In [ ]:
%%HTML
<style>
.container { width:100% } 
</style>

The Shunting Yard Algorithm (Operator Precedence Parsing)


In [ ]:
import re

The function $\texttt{isWhiteSpace}(s)$ checks whether $s$ contains only blanks and tabulators.


In [ ]:
def isWhiteSpace(s):
    whitespace = re.compile(r'[ \t]+')
    return whitespace.fullmatch(s)

The function $\texttt{toInt}(s)$ tries to convert the string $s$ to an integer. If this works out, the integer is returned.
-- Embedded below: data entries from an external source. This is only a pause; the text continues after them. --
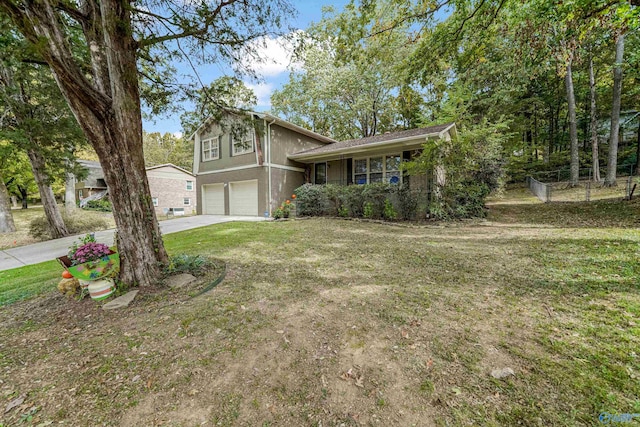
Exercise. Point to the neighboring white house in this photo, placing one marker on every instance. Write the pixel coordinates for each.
(172, 188)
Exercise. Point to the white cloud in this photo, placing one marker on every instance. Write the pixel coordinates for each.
(273, 56)
(263, 92)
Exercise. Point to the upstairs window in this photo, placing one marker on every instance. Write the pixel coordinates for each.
(211, 149)
(243, 144)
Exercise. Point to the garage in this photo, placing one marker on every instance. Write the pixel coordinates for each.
(243, 198)
(213, 199)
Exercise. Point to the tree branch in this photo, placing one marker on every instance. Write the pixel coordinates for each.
(200, 31)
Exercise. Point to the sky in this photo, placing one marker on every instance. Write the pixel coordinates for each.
(274, 72)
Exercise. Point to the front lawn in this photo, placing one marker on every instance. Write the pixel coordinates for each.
(334, 322)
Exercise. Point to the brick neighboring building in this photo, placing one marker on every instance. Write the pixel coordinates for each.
(172, 188)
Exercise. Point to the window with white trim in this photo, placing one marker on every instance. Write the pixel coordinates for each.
(211, 149)
(377, 169)
(320, 173)
(243, 145)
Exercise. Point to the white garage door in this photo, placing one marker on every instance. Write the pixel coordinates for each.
(213, 199)
(243, 198)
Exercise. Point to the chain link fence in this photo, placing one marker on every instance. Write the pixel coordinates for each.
(585, 190)
(585, 174)
(539, 189)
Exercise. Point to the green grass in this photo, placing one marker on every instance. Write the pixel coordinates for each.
(25, 282)
(423, 313)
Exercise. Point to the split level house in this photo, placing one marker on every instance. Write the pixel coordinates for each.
(253, 172)
(173, 189)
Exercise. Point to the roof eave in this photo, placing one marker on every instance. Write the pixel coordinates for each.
(401, 142)
(170, 165)
(296, 128)
(278, 121)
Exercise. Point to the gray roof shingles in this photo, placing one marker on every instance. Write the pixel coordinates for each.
(387, 137)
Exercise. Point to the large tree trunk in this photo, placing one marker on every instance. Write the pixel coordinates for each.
(6, 218)
(57, 228)
(573, 128)
(612, 163)
(638, 151)
(595, 160)
(107, 107)
(23, 196)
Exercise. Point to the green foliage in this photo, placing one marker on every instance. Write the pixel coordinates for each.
(284, 211)
(160, 149)
(311, 200)
(368, 210)
(374, 201)
(102, 205)
(389, 211)
(350, 84)
(223, 94)
(407, 202)
(466, 170)
(352, 199)
(183, 263)
(77, 223)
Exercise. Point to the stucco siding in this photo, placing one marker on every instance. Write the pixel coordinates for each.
(284, 184)
(285, 142)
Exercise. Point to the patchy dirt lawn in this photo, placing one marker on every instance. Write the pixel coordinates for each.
(330, 322)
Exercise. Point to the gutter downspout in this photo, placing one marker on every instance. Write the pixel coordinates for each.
(269, 167)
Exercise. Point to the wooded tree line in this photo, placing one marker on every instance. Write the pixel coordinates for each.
(563, 76)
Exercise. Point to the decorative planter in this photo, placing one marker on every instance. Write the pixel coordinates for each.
(93, 270)
(101, 289)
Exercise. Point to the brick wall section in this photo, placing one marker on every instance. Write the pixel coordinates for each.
(169, 185)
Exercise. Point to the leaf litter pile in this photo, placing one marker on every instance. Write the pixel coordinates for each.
(329, 322)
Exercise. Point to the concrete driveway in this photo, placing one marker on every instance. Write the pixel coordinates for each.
(50, 250)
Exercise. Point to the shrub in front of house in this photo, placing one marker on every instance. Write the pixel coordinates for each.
(312, 200)
(102, 205)
(373, 201)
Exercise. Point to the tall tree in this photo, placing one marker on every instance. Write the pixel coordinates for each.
(37, 120)
(104, 92)
(6, 218)
(573, 124)
(593, 123)
(612, 164)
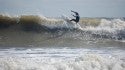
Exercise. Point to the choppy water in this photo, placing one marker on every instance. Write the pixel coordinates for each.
(30, 42)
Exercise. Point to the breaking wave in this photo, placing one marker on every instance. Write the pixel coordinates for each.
(32, 29)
Otherwise, the string $s$ is returned unchanged.


In [ ]:
def toInt(s):
    try:
        return int(s)   
    except ValueError:
        return s

The module re provides support for regular expressions. These are needed for tokenizing a string.

The function $\texttt{tokenize}(s)$ takes a string and splits this string into a list of tokens. Whitespace is discarded.


In [ ]:
def tokenize(s):
    regExp = r'''
              0|[1-9][0-9]* |             # number
              \*\*          |             # power operator
              [-+*/()]      |             # arithmetic operators and parentheses
              [ \t]         |             # white space
              sqrt          |
              sin           |
              cos           |
              tan           |   
              asin          |
              acos          |
              atan          |
              exp           |
              log           |
              x             |
              e             |
              pi
              '''
    L = [toInt(t) for t in re.findall(regExp, s, flags=re.VERBOSE) if not isWhiteSpace(t)]
    return list(reversed(L))

In [ ]:
tokenize('x**2 - 2')

The module math provides a number of mathematical functions like exp, sin, log etc.


In [ ]:
import math

The function $\texttt{findZero}(f, a, b, n)$ takes a function $f$ and two numbers $a$ and $b$ such that

  • $a < b$ and
  • $f(a) \leq 0 \leq f(b)$ or $f(a) \geq 0 \geq f(b)$.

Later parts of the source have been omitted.